İKİ NOKTA
İKİ “NOKTA”
Hayat dediğimiz bu uzun yolculuğu kitaba benzetiyorum ben. Hayatlarımız kitaplar gibi; bazıları ince, bazıları kalın. İncelerin hepsi sıkıcı değil. İnce; ama akıcı, doyurucu kitaplardan bazılarımızınki, bazılarımızınki ise tek solukta okunan 500 sayfalık roman…
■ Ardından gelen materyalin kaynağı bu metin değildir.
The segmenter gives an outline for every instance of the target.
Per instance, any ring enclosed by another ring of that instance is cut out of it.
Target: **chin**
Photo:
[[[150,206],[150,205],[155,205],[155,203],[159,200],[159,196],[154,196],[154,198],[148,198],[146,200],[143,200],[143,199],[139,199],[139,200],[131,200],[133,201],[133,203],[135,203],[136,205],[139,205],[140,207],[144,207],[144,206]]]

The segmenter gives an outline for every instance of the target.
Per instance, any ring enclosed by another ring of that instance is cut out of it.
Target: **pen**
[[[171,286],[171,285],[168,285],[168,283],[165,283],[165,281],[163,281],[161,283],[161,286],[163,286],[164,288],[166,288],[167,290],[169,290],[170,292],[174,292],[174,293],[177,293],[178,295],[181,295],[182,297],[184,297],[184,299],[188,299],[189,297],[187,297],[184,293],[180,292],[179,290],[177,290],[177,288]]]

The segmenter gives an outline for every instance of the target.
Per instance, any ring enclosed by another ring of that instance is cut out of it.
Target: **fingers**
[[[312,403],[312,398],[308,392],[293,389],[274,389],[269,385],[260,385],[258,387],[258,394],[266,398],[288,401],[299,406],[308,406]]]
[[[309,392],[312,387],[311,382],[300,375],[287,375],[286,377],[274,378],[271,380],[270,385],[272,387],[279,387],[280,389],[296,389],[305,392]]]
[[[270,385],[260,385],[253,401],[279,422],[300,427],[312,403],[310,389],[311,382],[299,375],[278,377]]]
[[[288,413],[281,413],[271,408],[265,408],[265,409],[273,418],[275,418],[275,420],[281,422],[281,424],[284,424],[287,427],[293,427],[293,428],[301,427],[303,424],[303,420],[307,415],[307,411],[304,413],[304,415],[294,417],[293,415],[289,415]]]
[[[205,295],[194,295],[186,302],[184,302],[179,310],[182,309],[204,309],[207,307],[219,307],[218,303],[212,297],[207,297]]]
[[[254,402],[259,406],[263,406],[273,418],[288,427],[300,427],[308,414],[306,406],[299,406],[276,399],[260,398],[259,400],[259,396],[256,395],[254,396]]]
Kitapları bizim seçme şansımız yok. Rasgele dağıtılmış kitaplardaki rasgele karakterlerin mürekkebi olmak zorundayız. Zorundayız; çünkü kitap karakteri gibi yaşıyoruz; hiçbir şeye itiraz etmeden, hiçbir paragrafa isyan çıkartmadan ve her nokta ya da virgülü kabul ederek yaşıyoruz. Mürekkebimizi başkaları akıtıyor, üzerimizi başkaları çiziyor. Alışmışız böyle yaşamaya: Ses çıkartmadan. Ses çıkartmıyoruz; belki korkuyoruz belki “yorgunuz”. Mürekkebin bir daha hiç yazmamasından korkuyoruz, bizi bir başımıza bırakmasından, kağıda küsmesinden… Ama unutuyoruz; ya kağıt mürekkebe küserse? Bir daha üzerine bir şey yazılmasına izin vermezse, yazıların kendi isteğine göre olmasını isterse? Bazılarımıza macera romanları düşüyor. Hayatları boyunca eğlenerek yaşıyorlar onlar. Bazılarımıza fantastik bazılarımıza da dram kitapları düşüyor. Aşk düşenler mutlu mesut yaşıyor. Din düşenler ibadet ediyor; ama dram düşenler her gün isyan ediyor. Çok okunan türlerden değil ya(!) ona isyan ediyor. Neden kendisinin dram olduğuna, karakterinin hep ağlamak zorunda olduğuna, bütün kötü harflerin(!) kendisine düşmesine isyan ediyorlar. Nafile… Temaları belirleme şansımız yok! Gelişigüzel dağıtılmış temalar; ama türümüzü belirleyebiliriz. Roman, öykü, deneme, günlük ya da mektup olma şansı(!) bize verilmiş.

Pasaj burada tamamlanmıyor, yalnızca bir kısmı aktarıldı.